The number of US travel-related jobs at risk by May due to the worsening impact of the coronavirus crisis could hit almost six million, according to new projections.

The figures indicate that the economic damage from the public health crisis is accelerating.

A similar analysis released by the US Travel Association last week forecast 4.6 million jobs lost to travel declines before May.

Revised projections show a loss of 5.9 million jobs by the end of April due to declining travel.

The association is urging the inclusion of numerous relief measures for travel businesses in a ‘Phase III’ coronavirus package being negotiated in the US Congress.

This includes:

  • Access to more significant small business loans, and ensure immediate access to retain employees and cover basic costs during the shutdown.
  • A workforce stabilisation fund to help medium and larger travel businesses retain their workers and remain solvent.
  • Tax relief to help mitigate economic losses.

US Travel Association president and chief executive Roger Dow said: “The coronavirus crisis is hitting the travel economy hard, and it’s also hitting fast.

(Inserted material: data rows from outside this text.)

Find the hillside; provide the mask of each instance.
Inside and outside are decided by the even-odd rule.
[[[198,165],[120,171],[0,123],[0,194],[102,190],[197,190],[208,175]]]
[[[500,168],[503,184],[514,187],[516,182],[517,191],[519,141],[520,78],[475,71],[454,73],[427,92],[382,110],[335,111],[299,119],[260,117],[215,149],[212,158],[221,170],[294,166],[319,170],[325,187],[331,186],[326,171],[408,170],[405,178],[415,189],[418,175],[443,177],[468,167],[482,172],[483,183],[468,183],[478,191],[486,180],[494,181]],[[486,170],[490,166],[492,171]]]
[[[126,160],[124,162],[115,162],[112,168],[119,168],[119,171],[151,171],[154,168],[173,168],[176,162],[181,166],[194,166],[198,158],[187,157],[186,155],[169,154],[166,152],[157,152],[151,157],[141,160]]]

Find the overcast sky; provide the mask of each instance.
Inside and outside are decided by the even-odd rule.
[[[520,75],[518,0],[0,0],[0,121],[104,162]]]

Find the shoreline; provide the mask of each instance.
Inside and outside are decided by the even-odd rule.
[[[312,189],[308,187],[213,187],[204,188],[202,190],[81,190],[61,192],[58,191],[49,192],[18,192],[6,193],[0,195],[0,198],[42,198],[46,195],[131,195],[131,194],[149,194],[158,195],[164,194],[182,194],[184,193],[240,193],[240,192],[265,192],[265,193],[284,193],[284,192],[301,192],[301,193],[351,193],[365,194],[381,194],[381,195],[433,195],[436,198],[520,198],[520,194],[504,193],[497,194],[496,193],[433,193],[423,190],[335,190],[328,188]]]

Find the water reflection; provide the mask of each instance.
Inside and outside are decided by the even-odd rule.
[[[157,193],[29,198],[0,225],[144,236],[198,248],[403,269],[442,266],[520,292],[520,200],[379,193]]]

“These new figures underscore the extreme urgency of financial relief for travel businesses – 83% of which are small businesses – so they can keep paying their employees.

“Not only are workers suffering right now, but if employers are forced to close their doors, it is unknown when or if those jobs will ever come back.”

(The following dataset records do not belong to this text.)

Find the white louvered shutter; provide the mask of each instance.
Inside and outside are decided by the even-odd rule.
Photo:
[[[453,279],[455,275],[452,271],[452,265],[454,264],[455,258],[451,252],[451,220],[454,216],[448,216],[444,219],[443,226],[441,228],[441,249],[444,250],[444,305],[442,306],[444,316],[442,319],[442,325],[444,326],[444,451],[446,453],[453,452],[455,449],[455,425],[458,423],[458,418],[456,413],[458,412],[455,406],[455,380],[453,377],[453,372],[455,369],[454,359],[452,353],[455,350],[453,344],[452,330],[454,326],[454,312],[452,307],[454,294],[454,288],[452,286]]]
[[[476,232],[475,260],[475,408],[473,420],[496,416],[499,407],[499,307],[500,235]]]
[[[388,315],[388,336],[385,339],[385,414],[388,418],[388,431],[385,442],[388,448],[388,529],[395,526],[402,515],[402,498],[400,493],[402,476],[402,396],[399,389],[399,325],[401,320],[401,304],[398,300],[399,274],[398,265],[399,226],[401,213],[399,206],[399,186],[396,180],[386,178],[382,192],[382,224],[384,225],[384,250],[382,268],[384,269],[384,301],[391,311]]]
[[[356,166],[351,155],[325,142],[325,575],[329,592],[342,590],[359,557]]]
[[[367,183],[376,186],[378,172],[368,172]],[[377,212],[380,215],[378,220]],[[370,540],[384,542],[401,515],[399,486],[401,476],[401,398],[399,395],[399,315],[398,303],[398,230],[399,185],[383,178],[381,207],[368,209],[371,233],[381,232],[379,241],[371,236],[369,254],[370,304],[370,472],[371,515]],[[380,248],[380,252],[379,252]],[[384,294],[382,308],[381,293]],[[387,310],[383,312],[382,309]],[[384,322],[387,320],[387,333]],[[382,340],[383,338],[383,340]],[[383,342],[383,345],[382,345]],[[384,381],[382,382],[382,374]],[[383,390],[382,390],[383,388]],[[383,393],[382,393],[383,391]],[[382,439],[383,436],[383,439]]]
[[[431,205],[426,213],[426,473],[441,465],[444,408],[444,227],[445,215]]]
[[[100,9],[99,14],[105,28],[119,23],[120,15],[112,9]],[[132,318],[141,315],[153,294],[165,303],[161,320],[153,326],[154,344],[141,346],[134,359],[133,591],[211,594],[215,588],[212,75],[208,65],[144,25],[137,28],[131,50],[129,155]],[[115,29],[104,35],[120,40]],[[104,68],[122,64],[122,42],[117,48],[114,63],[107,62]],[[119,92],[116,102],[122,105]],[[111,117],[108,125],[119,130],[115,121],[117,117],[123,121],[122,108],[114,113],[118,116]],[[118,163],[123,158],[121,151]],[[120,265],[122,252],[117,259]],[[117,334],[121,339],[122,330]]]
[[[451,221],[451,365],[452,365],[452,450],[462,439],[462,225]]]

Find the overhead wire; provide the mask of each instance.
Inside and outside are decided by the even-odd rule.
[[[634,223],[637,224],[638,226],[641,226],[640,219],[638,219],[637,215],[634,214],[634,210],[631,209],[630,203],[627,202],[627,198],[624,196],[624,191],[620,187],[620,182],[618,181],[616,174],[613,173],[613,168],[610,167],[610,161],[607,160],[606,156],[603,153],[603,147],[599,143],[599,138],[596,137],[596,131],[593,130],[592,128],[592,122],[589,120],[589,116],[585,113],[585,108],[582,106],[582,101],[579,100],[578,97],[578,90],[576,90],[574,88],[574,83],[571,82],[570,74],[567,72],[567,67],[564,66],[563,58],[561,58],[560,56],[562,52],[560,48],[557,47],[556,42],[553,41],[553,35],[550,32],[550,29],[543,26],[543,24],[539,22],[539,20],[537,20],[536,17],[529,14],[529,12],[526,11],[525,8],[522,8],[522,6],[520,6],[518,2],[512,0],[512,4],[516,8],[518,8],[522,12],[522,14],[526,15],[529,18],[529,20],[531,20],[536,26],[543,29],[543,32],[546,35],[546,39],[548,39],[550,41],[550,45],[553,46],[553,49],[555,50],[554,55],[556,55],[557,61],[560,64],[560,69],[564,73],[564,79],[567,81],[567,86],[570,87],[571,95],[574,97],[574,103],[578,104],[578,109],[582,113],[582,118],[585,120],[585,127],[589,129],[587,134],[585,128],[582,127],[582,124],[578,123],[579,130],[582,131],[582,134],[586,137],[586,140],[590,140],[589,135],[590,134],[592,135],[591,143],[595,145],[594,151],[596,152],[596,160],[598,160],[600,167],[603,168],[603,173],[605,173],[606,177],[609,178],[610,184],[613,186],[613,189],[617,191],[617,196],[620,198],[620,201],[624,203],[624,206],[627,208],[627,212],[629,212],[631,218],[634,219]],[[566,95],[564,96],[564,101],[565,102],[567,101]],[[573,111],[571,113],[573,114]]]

Other key findings in the latest analysis shows:

  • The loss in travel-related jobs alone will more than double the US unemployment rate from 3.5% to 7.1% by the end of April.
  • The expected loss of $910 billion in travel-related economic output in 2020 would be seven times the impact of 9/11.
  • The predicted slowdown in the travel sector alone will push the US economy into a protracted recession.

Dow added: “The health crisis deserves the government’s full attention, but the economic crisis will be worse and longer without aggressive action to confront it right now.

“Businesses can’t keep their lights on if they don’t have any customers, and they don’t have any customers because of the actions that are necessary to stem the spread of coronavirus.

“The resulting closures will take the greatest toll on the frontline employees who can least afford to lose their jobs – wait staff, housekeepers, concession workers, etc.

“Robust intervention by the federal government is the only avenue to make sure those outcomes are minimised.”